I got crafty and decided to make some grain free, dairy free, egg free cupcakes for my son. I used a box mix I found and substituted the eggs for bananas. I'm loving the Simple Mills grain free mixes you can find here! Afterwards I needed a decent frosting that wasn't full of sugar and dyes and fit my son's allergy needs. This is what I came up with and not only did he love it but I couldn't get enough of it either!
Frosting recipe: 2 cups powdered sugar
For sugar free you can either make your own using the following recipe or try this sugar free powdered sugar.
Or make your own with cane sugar, coconut sugar, or monk fruit and allulose blend: 2 cups choice of sugar and 4 tablespoons of corn starch or arrowroot powder. Blend in a blender until fine and powdery. Then follow the rest of the recipe:
1 cup butter or butter substitute for dairy free.
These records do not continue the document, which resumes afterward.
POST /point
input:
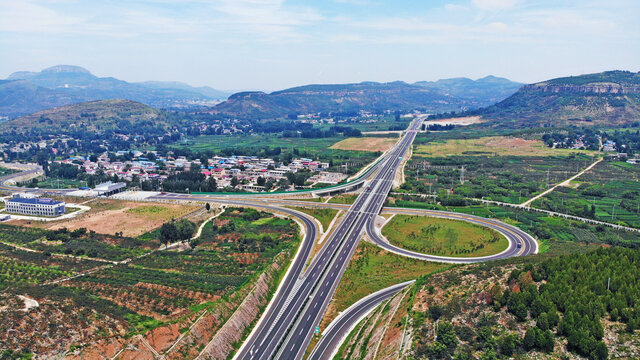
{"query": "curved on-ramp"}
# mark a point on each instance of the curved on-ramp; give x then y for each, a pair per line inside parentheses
(342, 325)
(520, 243)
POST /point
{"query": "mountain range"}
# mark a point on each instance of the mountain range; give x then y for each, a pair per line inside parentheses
(610, 98)
(26, 92)
(434, 97)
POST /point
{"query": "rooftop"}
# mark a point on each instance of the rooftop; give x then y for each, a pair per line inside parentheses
(41, 201)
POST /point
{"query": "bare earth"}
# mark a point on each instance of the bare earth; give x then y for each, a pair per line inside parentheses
(492, 145)
(463, 121)
(130, 218)
(365, 144)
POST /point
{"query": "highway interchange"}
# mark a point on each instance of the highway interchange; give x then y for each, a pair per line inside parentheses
(287, 326)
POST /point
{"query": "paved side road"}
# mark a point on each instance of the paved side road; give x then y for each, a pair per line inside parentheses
(342, 325)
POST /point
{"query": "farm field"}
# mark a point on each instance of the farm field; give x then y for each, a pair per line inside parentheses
(512, 179)
(323, 215)
(270, 145)
(130, 219)
(443, 237)
(52, 183)
(5, 171)
(609, 192)
(492, 145)
(372, 269)
(219, 142)
(549, 231)
(78, 243)
(366, 144)
(157, 296)
(20, 267)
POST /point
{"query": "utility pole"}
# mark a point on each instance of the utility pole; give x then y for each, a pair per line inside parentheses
(547, 179)
(613, 212)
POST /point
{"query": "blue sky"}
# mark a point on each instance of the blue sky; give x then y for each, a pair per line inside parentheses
(273, 44)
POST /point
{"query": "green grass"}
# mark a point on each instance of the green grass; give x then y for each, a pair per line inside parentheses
(323, 215)
(443, 237)
(538, 224)
(52, 183)
(317, 149)
(612, 189)
(372, 269)
(343, 199)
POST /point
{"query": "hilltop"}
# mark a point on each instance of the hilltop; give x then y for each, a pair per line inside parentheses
(609, 98)
(25, 92)
(443, 95)
(482, 92)
(93, 116)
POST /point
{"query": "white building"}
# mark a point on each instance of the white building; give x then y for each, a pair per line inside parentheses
(34, 206)
(109, 188)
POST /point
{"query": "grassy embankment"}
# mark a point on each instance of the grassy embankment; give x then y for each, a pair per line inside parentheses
(443, 237)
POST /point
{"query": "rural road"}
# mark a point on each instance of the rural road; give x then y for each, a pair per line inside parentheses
(287, 325)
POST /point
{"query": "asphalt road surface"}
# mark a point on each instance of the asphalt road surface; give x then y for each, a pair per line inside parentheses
(287, 326)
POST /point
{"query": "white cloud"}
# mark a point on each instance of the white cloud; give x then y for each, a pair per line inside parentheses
(493, 5)
(25, 16)
(455, 7)
(497, 26)
(346, 38)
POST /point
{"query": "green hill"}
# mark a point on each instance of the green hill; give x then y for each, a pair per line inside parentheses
(610, 98)
(343, 98)
(92, 116)
(482, 92)
(26, 92)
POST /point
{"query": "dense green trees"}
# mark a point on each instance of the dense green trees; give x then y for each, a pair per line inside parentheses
(173, 231)
(584, 288)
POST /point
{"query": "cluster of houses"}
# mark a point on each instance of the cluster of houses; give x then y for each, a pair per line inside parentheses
(246, 169)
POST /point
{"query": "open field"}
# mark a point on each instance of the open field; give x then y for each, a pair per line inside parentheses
(512, 179)
(323, 215)
(6, 171)
(220, 142)
(372, 269)
(443, 236)
(549, 231)
(609, 192)
(113, 216)
(20, 267)
(270, 145)
(78, 243)
(492, 145)
(365, 144)
(461, 121)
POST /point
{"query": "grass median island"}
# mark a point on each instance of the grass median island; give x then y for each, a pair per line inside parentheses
(344, 199)
(443, 237)
(325, 216)
(372, 269)
(365, 143)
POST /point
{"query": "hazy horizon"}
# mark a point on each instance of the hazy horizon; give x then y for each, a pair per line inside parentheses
(274, 44)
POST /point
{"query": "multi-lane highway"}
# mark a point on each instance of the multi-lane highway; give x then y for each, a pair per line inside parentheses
(348, 319)
(287, 326)
(293, 332)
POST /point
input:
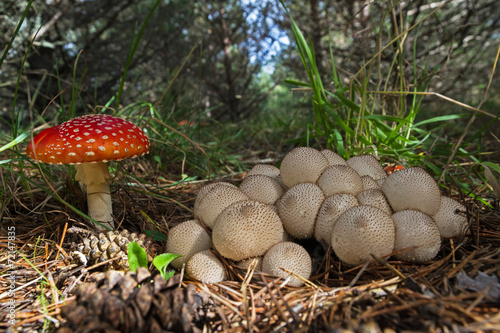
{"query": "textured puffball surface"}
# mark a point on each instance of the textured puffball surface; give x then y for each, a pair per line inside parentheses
(262, 188)
(369, 183)
(412, 188)
(205, 266)
(331, 209)
(245, 264)
(290, 256)
(215, 201)
(298, 209)
(302, 165)
(333, 158)
(376, 199)
(186, 239)
(340, 179)
(367, 165)
(205, 189)
(264, 169)
(361, 231)
(414, 228)
(246, 229)
(451, 218)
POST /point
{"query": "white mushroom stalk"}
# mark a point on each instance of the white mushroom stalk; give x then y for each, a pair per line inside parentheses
(94, 176)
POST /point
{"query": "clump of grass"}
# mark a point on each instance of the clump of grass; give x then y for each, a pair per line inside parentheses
(356, 118)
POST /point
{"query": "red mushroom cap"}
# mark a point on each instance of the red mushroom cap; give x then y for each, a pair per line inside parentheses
(91, 138)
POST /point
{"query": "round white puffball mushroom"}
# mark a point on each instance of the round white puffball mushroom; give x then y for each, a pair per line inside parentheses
(290, 256)
(333, 158)
(246, 229)
(264, 169)
(374, 198)
(215, 201)
(186, 239)
(206, 267)
(302, 165)
(245, 264)
(367, 165)
(331, 209)
(340, 179)
(298, 209)
(451, 218)
(412, 188)
(262, 188)
(369, 183)
(414, 228)
(361, 231)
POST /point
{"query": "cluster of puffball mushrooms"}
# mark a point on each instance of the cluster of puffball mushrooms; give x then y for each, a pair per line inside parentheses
(352, 205)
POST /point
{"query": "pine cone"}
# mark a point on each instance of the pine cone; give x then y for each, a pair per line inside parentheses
(111, 244)
(115, 303)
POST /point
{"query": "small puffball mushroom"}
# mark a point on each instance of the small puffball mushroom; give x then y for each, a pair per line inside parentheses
(206, 267)
(361, 231)
(333, 158)
(302, 165)
(412, 188)
(245, 264)
(215, 201)
(264, 169)
(376, 199)
(451, 218)
(89, 142)
(414, 228)
(246, 229)
(205, 189)
(367, 165)
(186, 239)
(298, 209)
(340, 179)
(331, 209)
(369, 183)
(262, 188)
(290, 256)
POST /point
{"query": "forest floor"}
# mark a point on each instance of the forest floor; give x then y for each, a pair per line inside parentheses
(458, 291)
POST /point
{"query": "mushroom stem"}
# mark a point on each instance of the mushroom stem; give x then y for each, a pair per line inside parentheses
(94, 177)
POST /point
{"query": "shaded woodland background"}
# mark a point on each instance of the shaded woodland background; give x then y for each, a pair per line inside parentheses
(227, 60)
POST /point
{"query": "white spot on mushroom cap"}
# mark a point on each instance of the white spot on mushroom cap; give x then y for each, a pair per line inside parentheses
(361, 231)
(451, 218)
(412, 188)
(206, 267)
(186, 239)
(246, 229)
(63, 138)
(415, 229)
(298, 209)
(340, 179)
(330, 210)
(301, 165)
(215, 201)
(262, 188)
(291, 256)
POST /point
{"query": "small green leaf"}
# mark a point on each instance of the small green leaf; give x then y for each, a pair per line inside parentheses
(162, 261)
(137, 256)
(156, 235)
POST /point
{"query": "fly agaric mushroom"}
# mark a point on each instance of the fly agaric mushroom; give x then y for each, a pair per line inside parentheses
(89, 142)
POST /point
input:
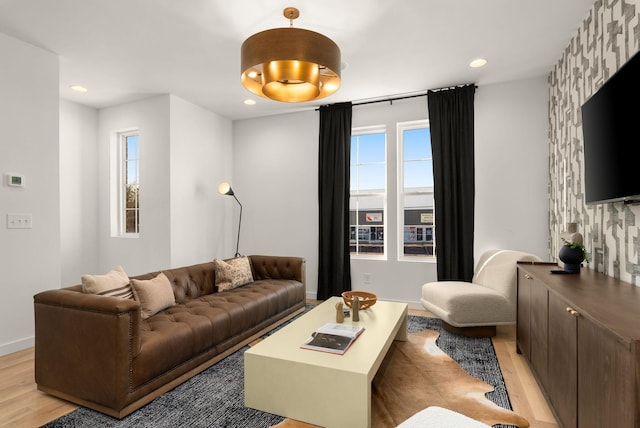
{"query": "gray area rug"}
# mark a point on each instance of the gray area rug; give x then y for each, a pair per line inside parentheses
(215, 397)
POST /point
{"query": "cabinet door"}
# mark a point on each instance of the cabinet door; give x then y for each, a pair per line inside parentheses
(605, 379)
(539, 330)
(562, 364)
(523, 326)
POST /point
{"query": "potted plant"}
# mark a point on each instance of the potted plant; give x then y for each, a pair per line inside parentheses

I use earth balance coconut spread (dairy, soy and rice free) ¼ cup milk (I use coconut milk)
1 tsp Natural food dye ( I used ½ tsp yellow, ½ tsp blue to make mint green)
2 drops peppermint essential oil Mix top three ingredients at top speed in mixer until whipped and creamy then add in dye and mix some more. Add essential oil last and mix in well. Use to frost cooled off cupcakes or cake.